The children clung to her as this doctor took an ice pick to their reality. Daddy dead but not dead. Daddy gone but still here.

“I don’t need the speech,” she told the doctor. “He would want to be useful.”

She signed away her husband’s still-beating heart, his liver, his kidneys, the lungs that were filling and emptying on a breathing apparatus, his pancreas, tissues, corneas. His bone and skin and blood.

“Can we see him?” she asked the doctor. “Can the children see him? Before? To say goodbye?”

“No visitors are allowed on the patient floors. Because of the surge. But we’ve been doing video calls.”

She didn’t argue. She’d seen the news. She understood she wasn’t special, that she was now joining the legions of families kept from their loved ones to interrupt the furious spread of disease. On the screen her husband’s mouth was opened disproportionately wide to fit a tube. His head was partly shaved. His eyes were taped closed.

“Daddy’s left his body behind,” she told the children. “We need to say goodbye.”

“But he’s right there?”

“I’m sorry, loves. That’s just his body. His mind, his…everything else…is gone. But at least we can say goodbye to his body. At least we get to see him one more time.”

“We love you, Daddy,” her daughter said quietly. “I love you!”

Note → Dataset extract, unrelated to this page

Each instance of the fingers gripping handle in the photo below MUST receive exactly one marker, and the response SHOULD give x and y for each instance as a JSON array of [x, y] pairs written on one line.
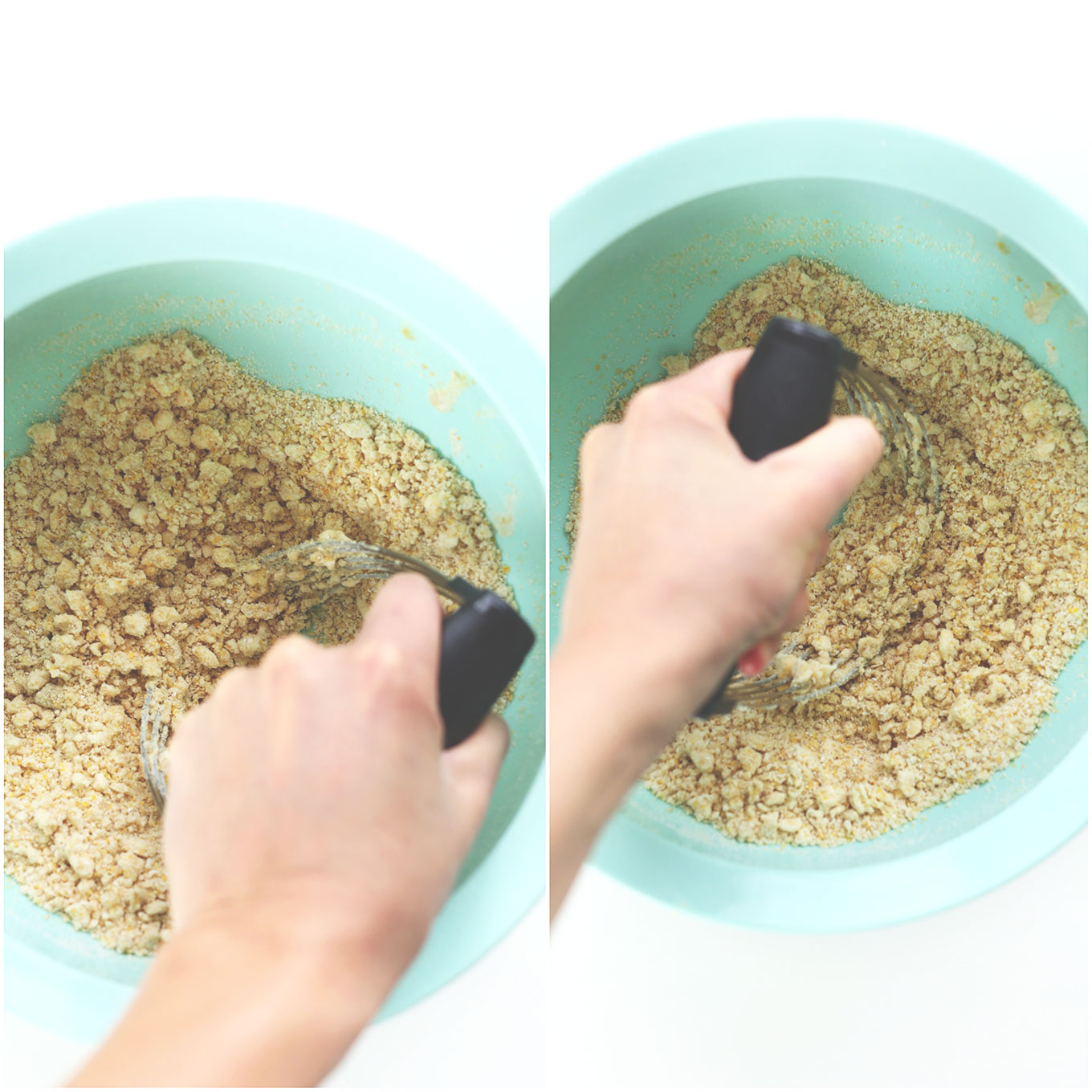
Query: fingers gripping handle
[[783, 394], [482, 646]]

“Air hugs,” her son called out, miming a hug. “I’m giving you air hugs, Daddy. See you soon!”

“Sweetheart, you won’t see Daddy soon. This is—he’s not coming home.”

“Okay, Mommy.” Her son nodded, humoring her.

The nurse holding the phone in her husband’s room was practiced. Talked soothingly before disconnecting, knowing they, the family, would never hang up.

During the drive home, she told the children a story, hoping to make it true by saying it aloud. Daddy hurrying down the steps in the dark, looking at his phone, so excited! So happy. Checking the weather, checking the time until sunrise. But he tripped, fell. It’s like turning off a light switch. He didn’t suffer. And most of all, he didn’t mean to leave you.

She didn’t tell her children that it was her fault, didn’t tell them about the long slow tick of time wasted.

The police were still at the house when they returned. She had the children wait at the old double front doors while she went around to the entry, went past the police, the pool of blood, and opened the latch, holding up the bar on its little nail that had swung down behind them when they left. Together they went up the front stairs. She put the children in her office with a TV show blaring on her computer. She instructed them in her strictest voice to not go downstairs.

“The hospital let us know,” the sergeant said. “I’m so sorry for your loss. I’m a father of young children myself.”